Queste opere interessano la Provincia di Belluno, ed in particolare il territorio dei Comuni di Belluno, Ponte nelle Alpi, Soverzene, Longarone, Castellavazzo, Ospitale di Cadore e Perarolo di Cadore, e rientrano tra quelle soggette a Valutazione di Impatto Ambientale nazionale. Inoltre sono da sottoporre a Valutazione di Incidenza e, riguardando la costruzione di elettrodotti facenti parte della rete nazionale di trasporto dell’energia elettrica, sono soggette ad autorizzazione rilasciata dal Ministero dello Sviluppo Economico di concerto col Ministero dell’Ambiente e della Tutela del Territorio e del Mare, previa intesa con la Regione Veneto.

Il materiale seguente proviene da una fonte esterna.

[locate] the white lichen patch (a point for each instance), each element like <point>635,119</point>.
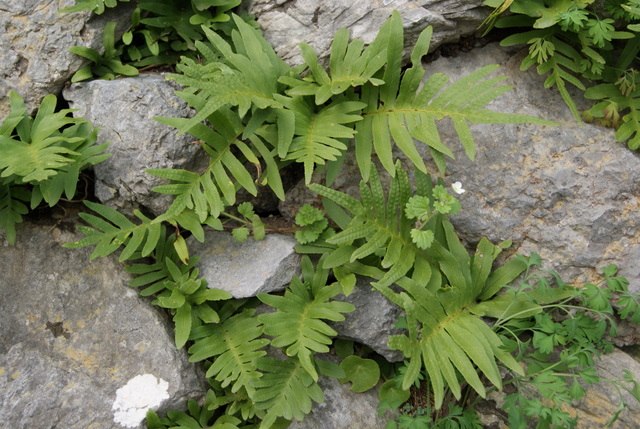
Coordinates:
<point>136,397</point>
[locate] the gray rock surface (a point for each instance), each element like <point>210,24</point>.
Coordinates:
<point>600,402</point>
<point>124,110</point>
<point>75,339</point>
<point>570,193</point>
<point>34,47</point>
<point>373,320</point>
<point>286,23</point>
<point>248,268</point>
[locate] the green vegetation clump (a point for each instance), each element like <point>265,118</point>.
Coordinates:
<point>41,158</point>
<point>470,327</point>
<point>578,41</point>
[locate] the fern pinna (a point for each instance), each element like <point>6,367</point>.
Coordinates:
<point>441,285</point>
<point>41,158</point>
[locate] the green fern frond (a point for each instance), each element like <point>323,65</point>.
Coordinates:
<point>113,229</point>
<point>611,108</point>
<point>66,180</point>
<point>402,111</point>
<point>450,337</point>
<point>236,348</point>
<point>12,207</point>
<point>379,226</point>
<point>285,390</point>
<point>97,6</point>
<point>209,192</point>
<point>350,65</point>
<point>298,325</point>
<point>39,150</point>
<point>236,81</point>
<point>319,135</point>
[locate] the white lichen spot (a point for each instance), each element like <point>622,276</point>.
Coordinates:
<point>136,397</point>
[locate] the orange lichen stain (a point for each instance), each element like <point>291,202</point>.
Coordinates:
<point>90,362</point>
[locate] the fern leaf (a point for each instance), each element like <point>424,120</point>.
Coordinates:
<point>12,207</point>
<point>297,325</point>
<point>318,134</point>
<point>384,229</point>
<point>44,150</point>
<point>113,230</point>
<point>400,111</point>
<point>451,339</point>
<point>285,390</point>
<point>208,193</point>
<point>235,346</point>
<point>237,81</point>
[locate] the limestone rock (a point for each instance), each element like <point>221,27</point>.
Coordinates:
<point>343,409</point>
<point>34,47</point>
<point>373,320</point>
<point>570,193</point>
<point>600,403</point>
<point>286,23</point>
<point>248,268</point>
<point>124,110</point>
<point>78,347</point>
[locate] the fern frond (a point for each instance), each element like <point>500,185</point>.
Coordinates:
<point>319,135</point>
<point>208,193</point>
<point>235,81</point>
<point>12,207</point>
<point>378,226</point>
<point>399,110</point>
<point>451,338</point>
<point>66,179</point>
<point>113,229</point>
<point>39,150</point>
<point>615,103</point>
<point>298,325</point>
<point>350,65</point>
<point>285,390</point>
<point>235,346</point>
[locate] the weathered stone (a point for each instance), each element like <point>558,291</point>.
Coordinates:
<point>599,404</point>
<point>343,409</point>
<point>124,110</point>
<point>75,340</point>
<point>248,268</point>
<point>373,320</point>
<point>570,193</point>
<point>34,47</point>
<point>287,23</point>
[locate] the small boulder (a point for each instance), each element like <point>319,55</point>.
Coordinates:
<point>248,268</point>
<point>286,23</point>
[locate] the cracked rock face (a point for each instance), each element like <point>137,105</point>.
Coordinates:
<point>286,23</point>
<point>570,193</point>
<point>78,347</point>
<point>124,110</point>
<point>34,46</point>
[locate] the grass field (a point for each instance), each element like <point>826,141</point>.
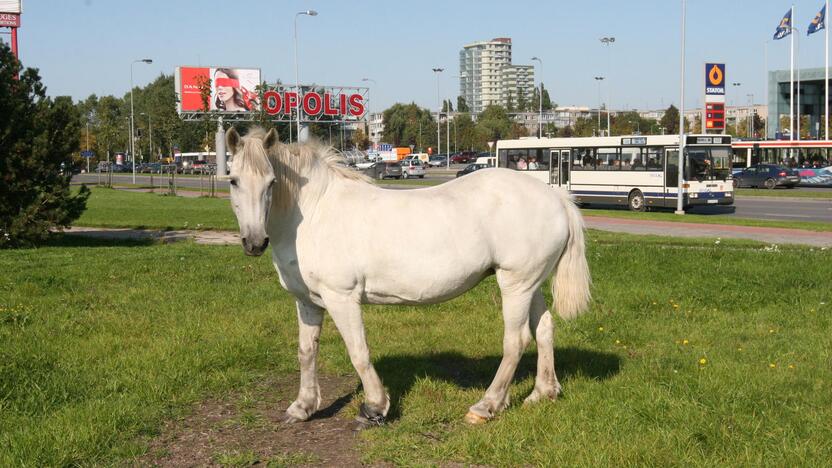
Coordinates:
<point>692,354</point>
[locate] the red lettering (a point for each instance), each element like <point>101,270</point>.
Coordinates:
<point>328,109</point>
<point>272,102</point>
<point>308,106</point>
<point>356,106</point>
<point>290,101</point>
<point>342,101</point>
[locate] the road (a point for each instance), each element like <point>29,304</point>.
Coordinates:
<point>772,208</point>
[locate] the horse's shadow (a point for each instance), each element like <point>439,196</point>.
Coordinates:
<point>399,372</point>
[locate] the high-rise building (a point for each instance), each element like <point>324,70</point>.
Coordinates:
<point>487,76</point>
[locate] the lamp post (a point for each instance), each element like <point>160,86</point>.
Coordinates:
<point>439,115</point>
<point>132,129</point>
<point>540,109</point>
<point>599,79</point>
<point>369,115</point>
<point>736,115</point>
<point>608,42</point>
<point>299,97</point>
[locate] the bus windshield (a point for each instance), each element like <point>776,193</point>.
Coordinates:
<point>708,163</point>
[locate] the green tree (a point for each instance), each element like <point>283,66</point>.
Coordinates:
<point>38,136</point>
<point>670,120</point>
<point>494,124</point>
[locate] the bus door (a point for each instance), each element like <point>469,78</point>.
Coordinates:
<point>671,176</point>
<point>559,167</point>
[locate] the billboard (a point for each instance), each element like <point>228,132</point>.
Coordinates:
<point>225,89</point>
<point>11,6</point>
<point>715,79</point>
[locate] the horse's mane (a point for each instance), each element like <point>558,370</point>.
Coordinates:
<point>289,162</point>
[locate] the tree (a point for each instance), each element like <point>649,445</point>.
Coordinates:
<point>38,136</point>
<point>461,105</point>
<point>494,124</point>
<point>670,120</point>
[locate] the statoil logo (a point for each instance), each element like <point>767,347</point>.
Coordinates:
<point>715,78</point>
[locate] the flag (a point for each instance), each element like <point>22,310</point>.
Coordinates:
<point>785,27</point>
<point>819,22</point>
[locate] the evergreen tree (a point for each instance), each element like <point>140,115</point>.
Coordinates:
<point>38,137</point>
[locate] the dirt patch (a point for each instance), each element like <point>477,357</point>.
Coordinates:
<point>245,429</point>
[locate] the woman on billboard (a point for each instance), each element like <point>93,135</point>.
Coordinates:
<point>230,95</point>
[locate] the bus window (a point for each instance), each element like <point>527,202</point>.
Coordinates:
<point>655,158</point>
<point>607,159</point>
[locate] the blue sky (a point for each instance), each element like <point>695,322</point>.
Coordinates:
<point>86,46</point>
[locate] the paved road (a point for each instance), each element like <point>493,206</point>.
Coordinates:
<point>772,208</point>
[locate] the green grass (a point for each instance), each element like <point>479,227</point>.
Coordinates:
<point>707,219</point>
<point>101,342</point>
<point>120,208</point>
<point>784,193</point>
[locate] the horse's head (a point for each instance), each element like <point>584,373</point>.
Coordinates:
<point>251,178</point>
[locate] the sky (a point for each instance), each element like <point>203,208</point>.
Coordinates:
<point>85,47</point>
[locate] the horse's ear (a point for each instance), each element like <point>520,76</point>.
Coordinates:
<point>271,139</point>
<point>232,140</point>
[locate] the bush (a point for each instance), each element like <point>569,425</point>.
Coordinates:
<point>38,136</point>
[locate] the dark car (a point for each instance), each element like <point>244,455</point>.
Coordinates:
<point>767,176</point>
<point>382,170</point>
<point>463,157</point>
<point>471,168</point>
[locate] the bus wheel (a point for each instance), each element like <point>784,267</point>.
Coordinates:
<point>636,201</point>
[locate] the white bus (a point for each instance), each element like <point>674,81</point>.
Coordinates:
<point>635,171</point>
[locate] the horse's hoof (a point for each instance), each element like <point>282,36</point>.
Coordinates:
<point>474,419</point>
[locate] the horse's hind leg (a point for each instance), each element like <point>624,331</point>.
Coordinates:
<point>310,318</point>
<point>516,337</point>
<point>347,317</point>
<point>540,323</point>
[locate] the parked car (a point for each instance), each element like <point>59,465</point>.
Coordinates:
<point>383,170</point>
<point>767,176</point>
<point>471,168</point>
<point>463,157</point>
<point>439,160</point>
<point>413,168</point>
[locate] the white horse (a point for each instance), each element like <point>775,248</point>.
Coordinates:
<point>336,244</point>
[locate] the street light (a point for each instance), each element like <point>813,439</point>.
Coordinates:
<point>297,75</point>
<point>736,115</point>
<point>599,79</point>
<point>608,42</point>
<point>132,130</point>
<point>369,115</point>
<point>439,115</point>
<point>540,110</point>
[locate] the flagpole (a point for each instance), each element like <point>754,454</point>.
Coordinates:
<point>791,80</point>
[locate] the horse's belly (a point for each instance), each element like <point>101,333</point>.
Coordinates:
<point>416,290</point>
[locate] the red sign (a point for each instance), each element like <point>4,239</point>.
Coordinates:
<point>714,116</point>
<point>314,103</point>
<point>9,20</point>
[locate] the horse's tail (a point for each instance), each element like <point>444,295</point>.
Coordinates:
<point>570,285</point>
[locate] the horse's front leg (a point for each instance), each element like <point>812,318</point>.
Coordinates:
<point>310,318</point>
<point>346,314</point>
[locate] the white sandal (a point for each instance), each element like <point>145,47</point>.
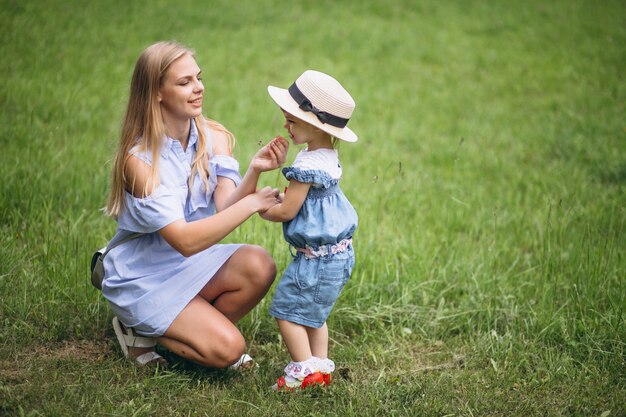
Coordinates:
<point>245,362</point>
<point>131,339</point>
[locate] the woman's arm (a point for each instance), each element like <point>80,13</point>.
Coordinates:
<point>193,237</point>
<point>291,204</point>
<point>269,157</point>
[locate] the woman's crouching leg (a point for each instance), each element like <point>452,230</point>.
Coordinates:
<point>241,282</point>
<point>204,335</point>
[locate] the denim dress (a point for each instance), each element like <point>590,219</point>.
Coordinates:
<point>326,221</point>
<point>147,282</point>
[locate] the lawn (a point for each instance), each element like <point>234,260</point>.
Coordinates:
<point>489,178</point>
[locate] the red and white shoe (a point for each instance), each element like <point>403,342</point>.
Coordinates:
<point>317,378</point>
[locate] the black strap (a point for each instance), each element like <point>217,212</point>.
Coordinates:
<point>126,239</point>
<point>306,105</point>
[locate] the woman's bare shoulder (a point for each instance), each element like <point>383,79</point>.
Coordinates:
<point>138,178</point>
<point>220,141</point>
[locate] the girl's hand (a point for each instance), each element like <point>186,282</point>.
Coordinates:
<point>264,199</point>
<point>271,156</point>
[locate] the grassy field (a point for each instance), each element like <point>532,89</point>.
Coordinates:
<point>490,180</point>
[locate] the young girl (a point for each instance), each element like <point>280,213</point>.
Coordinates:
<point>318,221</point>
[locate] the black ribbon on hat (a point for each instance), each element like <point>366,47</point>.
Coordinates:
<point>306,105</point>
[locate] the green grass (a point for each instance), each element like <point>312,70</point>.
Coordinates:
<point>490,180</point>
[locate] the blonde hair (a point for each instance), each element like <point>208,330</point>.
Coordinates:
<point>143,124</point>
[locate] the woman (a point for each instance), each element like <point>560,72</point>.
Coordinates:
<point>175,181</point>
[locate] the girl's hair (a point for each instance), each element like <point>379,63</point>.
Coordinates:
<point>143,124</point>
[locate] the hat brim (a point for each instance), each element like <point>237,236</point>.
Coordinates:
<point>284,100</point>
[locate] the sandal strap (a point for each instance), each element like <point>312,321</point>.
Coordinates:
<point>147,358</point>
<point>132,339</point>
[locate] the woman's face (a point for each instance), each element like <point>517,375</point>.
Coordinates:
<point>180,94</point>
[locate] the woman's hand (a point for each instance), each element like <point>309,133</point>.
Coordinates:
<point>270,156</point>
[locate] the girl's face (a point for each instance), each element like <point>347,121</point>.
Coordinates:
<point>180,94</point>
<point>300,131</point>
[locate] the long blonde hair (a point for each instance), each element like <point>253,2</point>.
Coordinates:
<point>143,123</point>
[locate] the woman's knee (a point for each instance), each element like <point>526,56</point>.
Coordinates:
<point>260,266</point>
<point>227,347</point>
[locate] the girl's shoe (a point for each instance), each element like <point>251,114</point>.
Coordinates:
<point>327,379</point>
<point>282,384</point>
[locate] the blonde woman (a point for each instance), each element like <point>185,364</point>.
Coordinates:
<point>175,181</point>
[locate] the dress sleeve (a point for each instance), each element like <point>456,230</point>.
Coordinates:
<point>313,176</point>
<point>152,213</point>
<point>228,167</point>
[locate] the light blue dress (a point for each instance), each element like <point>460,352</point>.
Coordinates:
<point>147,282</point>
<point>309,287</point>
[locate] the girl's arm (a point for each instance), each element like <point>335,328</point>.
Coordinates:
<point>291,204</point>
<point>269,157</point>
<point>189,238</point>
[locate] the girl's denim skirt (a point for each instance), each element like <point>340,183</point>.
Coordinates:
<point>309,288</point>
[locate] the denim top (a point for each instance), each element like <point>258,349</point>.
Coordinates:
<point>326,216</point>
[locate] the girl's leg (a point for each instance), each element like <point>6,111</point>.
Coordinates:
<point>318,340</point>
<point>204,335</point>
<point>241,282</point>
<point>296,339</point>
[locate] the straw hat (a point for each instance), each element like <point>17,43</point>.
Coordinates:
<point>320,100</point>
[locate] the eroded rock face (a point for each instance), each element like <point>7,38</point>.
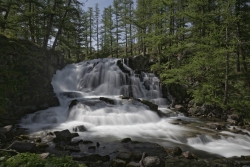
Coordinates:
<point>80,128</point>
<point>64,135</point>
<point>23,147</point>
<point>151,161</point>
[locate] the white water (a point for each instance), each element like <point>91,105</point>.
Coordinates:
<point>87,81</point>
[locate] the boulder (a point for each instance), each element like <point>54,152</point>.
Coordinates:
<point>3,138</point>
<point>180,108</point>
<point>133,164</point>
<point>92,158</point>
<point>126,140</point>
<point>64,135</point>
<point>80,128</point>
<point>122,68</point>
<point>215,126</point>
<point>151,161</point>
<point>124,156</point>
<point>176,151</point>
<point>136,155</point>
<point>107,100</point>
<point>73,103</point>
<point>151,105</point>
<point>8,132</point>
<point>23,147</point>
<point>189,155</point>
<point>117,163</point>
<point>44,155</point>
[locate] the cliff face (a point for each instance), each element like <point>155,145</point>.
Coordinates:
<point>25,78</point>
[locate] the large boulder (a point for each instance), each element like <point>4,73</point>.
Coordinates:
<point>124,156</point>
<point>151,161</point>
<point>92,158</point>
<point>23,147</point>
<point>64,135</point>
<point>117,163</point>
<point>107,100</point>
<point>8,132</point>
<point>80,128</point>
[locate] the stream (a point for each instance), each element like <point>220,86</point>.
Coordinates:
<point>87,81</point>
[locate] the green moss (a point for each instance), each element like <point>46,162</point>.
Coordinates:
<point>31,160</point>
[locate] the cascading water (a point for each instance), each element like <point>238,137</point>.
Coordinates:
<point>87,81</point>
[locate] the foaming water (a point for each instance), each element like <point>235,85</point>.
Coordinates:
<point>87,81</point>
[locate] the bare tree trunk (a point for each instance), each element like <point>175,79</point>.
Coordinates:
<point>49,26</point>
<point>60,27</point>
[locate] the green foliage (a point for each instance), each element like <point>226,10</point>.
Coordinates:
<point>34,160</point>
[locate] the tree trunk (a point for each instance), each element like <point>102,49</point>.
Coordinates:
<point>60,27</point>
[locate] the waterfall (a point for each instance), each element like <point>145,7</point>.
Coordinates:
<point>87,81</point>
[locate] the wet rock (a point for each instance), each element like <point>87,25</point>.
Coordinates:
<point>117,163</point>
<point>126,140</point>
<point>189,155</point>
<point>180,108</point>
<point>172,162</point>
<point>215,126</point>
<point>122,68</point>
<point>41,146</point>
<point>176,151</point>
<point>3,138</point>
<point>133,164</point>
<point>92,158</point>
<point>151,161</point>
<point>107,100</point>
<point>124,156</point>
<point>92,148</point>
<point>124,97</point>
<point>73,103</point>
<point>23,137</point>
<point>23,147</point>
<point>72,148</point>
<point>136,155</point>
<point>151,105</point>
<point>80,128</point>
<point>38,140</point>
<point>235,119</point>
<point>86,142</point>
<point>44,155</point>
<point>7,131</point>
<point>64,135</point>
<point>3,152</point>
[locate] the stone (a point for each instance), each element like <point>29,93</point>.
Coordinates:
<point>151,105</point>
<point>133,164</point>
<point>107,100</point>
<point>80,128</point>
<point>176,151</point>
<point>151,161</point>
<point>73,103</point>
<point>124,156</point>
<point>136,155</point>
<point>8,132</point>
<point>92,158</point>
<point>3,138</point>
<point>44,155</point>
<point>189,155</point>
<point>23,147</point>
<point>180,108</point>
<point>72,148</point>
<point>117,163</point>
<point>64,135</point>
<point>126,140</point>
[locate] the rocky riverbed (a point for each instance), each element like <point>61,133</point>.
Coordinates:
<point>127,152</point>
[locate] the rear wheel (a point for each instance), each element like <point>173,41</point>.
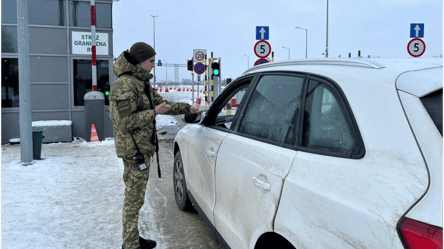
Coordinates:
<point>180,187</point>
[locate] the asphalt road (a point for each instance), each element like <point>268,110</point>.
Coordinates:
<point>171,227</point>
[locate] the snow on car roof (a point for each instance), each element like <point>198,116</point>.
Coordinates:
<point>376,70</point>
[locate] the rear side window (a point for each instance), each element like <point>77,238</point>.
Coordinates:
<point>326,126</point>
<point>433,104</point>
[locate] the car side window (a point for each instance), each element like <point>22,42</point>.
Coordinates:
<point>227,113</point>
<point>272,108</point>
<point>325,125</point>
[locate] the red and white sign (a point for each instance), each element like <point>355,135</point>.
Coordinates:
<point>261,61</point>
<point>416,47</point>
<point>262,49</point>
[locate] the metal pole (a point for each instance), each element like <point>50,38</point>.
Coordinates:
<point>192,88</point>
<point>326,48</point>
<point>288,51</point>
<point>26,148</point>
<point>306,40</point>
<point>154,44</point>
<point>219,87</point>
<point>93,45</point>
<point>166,74</point>
<point>306,43</point>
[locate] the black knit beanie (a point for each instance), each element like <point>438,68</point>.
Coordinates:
<point>140,52</point>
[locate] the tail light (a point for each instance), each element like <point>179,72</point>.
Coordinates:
<point>418,235</point>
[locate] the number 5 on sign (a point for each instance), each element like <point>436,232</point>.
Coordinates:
<point>262,49</point>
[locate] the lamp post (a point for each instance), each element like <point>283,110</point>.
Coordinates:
<point>306,39</point>
<point>326,46</point>
<point>288,51</point>
<point>166,74</point>
<point>154,43</point>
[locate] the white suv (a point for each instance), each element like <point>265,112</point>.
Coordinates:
<point>327,153</point>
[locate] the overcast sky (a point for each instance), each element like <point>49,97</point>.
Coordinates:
<point>228,29</point>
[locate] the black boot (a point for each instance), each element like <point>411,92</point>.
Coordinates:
<point>147,243</point>
<point>137,247</point>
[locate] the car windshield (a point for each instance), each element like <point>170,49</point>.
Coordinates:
<point>433,104</point>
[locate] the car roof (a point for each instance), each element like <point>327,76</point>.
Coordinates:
<point>381,71</point>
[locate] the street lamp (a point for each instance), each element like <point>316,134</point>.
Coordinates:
<point>326,48</point>
<point>288,52</point>
<point>306,39</point>
<point>154,38</point>
<point>166,74</point>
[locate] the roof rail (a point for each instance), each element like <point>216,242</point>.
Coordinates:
<point>322,61</point>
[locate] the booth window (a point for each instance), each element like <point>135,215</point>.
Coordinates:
<point>9,11</point>
<point>10,87</point>
<point>83,79</point>
<point>80,14</point>
<point>44,12</point>
<point>9,39</point>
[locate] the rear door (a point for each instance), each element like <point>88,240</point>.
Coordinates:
<point>421,93</point>
<point>254,160</point>
<point>202,146</point>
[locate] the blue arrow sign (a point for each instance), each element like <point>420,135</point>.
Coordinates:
<point>262,33</point>
<point>416,30</point>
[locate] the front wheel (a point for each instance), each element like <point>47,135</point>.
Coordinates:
<point>180,187</point>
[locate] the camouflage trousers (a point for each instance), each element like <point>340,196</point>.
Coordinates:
<point>135,187</point>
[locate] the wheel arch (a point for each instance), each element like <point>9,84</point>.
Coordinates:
<point>273,240</point>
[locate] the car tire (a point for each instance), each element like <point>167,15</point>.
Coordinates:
<point>179,184</point>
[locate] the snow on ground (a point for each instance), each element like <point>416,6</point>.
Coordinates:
<point>53,202</point>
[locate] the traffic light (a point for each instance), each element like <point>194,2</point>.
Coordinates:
<point>190,65</point>
<point>216,69</point>
<point>107,89</point>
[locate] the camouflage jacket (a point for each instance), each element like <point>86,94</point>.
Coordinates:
<point>130,109</point>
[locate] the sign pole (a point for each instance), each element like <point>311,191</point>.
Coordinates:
<point>192,88</point>
<point>206,82</point>
<point>93,44</point>
<point>26,148</point>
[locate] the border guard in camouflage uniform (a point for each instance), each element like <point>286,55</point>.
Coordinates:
<point>133,107</point>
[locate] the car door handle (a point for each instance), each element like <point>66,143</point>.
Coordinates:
<point>261,184</point>
<point>211,153</point>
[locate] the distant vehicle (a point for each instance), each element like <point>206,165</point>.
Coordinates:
<point>327,153</point>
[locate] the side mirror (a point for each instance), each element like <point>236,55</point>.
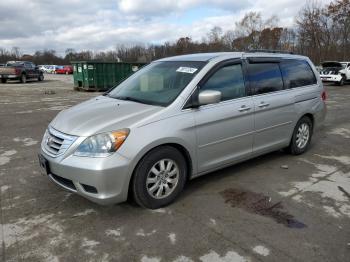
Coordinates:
<point>209,97</point>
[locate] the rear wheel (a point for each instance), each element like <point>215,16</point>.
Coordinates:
<point>23,79</point>
<point>301,136</point>
<point>159,177</point>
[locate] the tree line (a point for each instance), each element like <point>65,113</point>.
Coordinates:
<point>320,32</point>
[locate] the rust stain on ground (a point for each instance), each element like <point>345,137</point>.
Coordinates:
<point>260,204</point>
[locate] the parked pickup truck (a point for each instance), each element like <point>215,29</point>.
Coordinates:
<point>336,72</point>
<point>20,70</point>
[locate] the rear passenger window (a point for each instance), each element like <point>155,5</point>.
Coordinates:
<point>228,80</point>
<point>297,73</point>
<point>265,77</point>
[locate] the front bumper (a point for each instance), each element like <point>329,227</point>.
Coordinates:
<point>101,180</point>
<point>9,76</point>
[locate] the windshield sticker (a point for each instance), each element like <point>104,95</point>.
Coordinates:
<point>188,70</point>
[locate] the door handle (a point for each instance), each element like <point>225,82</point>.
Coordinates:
<point>263,104</point>
<point>243,108</point>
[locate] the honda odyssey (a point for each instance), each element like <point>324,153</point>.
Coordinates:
<point>179,118</point>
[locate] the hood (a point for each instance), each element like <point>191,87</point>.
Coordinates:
<point>331,64</point>
<point>101,114</point>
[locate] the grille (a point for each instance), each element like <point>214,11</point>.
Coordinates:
<point>56,143</point>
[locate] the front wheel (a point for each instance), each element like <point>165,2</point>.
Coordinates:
<point>301,136</point>
<point>159,177</point>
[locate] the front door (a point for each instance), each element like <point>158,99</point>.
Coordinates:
<point>224,130</point>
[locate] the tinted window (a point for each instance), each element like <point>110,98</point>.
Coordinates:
<point>297,73</point>
<point>265,77</point>
<point>229,81</point>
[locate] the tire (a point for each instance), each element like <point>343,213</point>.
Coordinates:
<point>301,136</point>
<point>151,175</point>
<point>23,78</point>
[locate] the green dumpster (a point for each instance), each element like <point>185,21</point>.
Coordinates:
<point>101,76</point>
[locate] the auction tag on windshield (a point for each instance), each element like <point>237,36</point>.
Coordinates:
<point>188,70</point>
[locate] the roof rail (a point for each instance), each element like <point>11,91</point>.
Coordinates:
<point>269,51</point>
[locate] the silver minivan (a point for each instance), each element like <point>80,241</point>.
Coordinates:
<point>179,118</point>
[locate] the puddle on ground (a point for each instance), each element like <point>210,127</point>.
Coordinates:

L’istanza di VIA, con procedura integrata con la Valutazione di incidenza, veniva presentata nel novembre del 2011 “ed in esito ad essa numerosi Enti pubblici, privati e comitati di cittadini, presentavano osservazioni critiche allo studio di impatto ambientale (SIA), evidenziando gravi carenze progettuali ed una sostanziale sottovalutazione dei reali impatti che gli elettrodotti creerebbero in zone sottoposte a vincolo” spiega il deputato bellunese Federico D’Incà del MoVimento 5 Stelle. Nelle integrazioni del novembre 2012 da parte del Ministero dell’Ambiente viene espressa la necessità di acquisire chiarimenti ed integrazioni ed evidenziano la carenza e sommarietà del progetto, sia in riferimento agli strumenti programmatici e pianificatori, anche in relazione all’interferenza diretta con Siti Natura 2000, e alla carta dei valori faunistici e vegetazionali, sottolineando come la cartografia allegata non consenta un’accurata analisi, sia in merito allo studio del paesaggio, affrontato nel SIA in maniera molto generica.
“A titolo di esempio nel Comune di Ponte nelle Alpi un anno fa l’amministrazione ha presentato ai tecnici della commissione nazionale per la valutazione dell’impatto ambientale, giunti per un sopralluogo, le criticità a cui sono sottoposte circa 530 famiglie che vivono sotto i tralicci dell’alta tensione, nonché quelle della scuola elementare, che non può utilizzare 4 aule a causa dei campi elettromagnetici ed infine la vicinanza ai cavi dell’asilo nido e del palazzetto dello sport” sottolinea D’Incà. La presenza poi di enormi tralicci in mezzo al paese, con i cavi che passano appena sopra i tetti delle case determina una situazione che la stessa commissione Via avrebbe definito tra le peggiori in Italia. Emergerebbe inoltre la realizzazione di nuove strutture che verranno armate per un potenziale elettrico che consentirebbe il passaggio della corrente a 380 kilovolt sulle linee bellunesi valutati in modo negativo anche nell’incontro della scorsa settimana a Palazzo Piloni.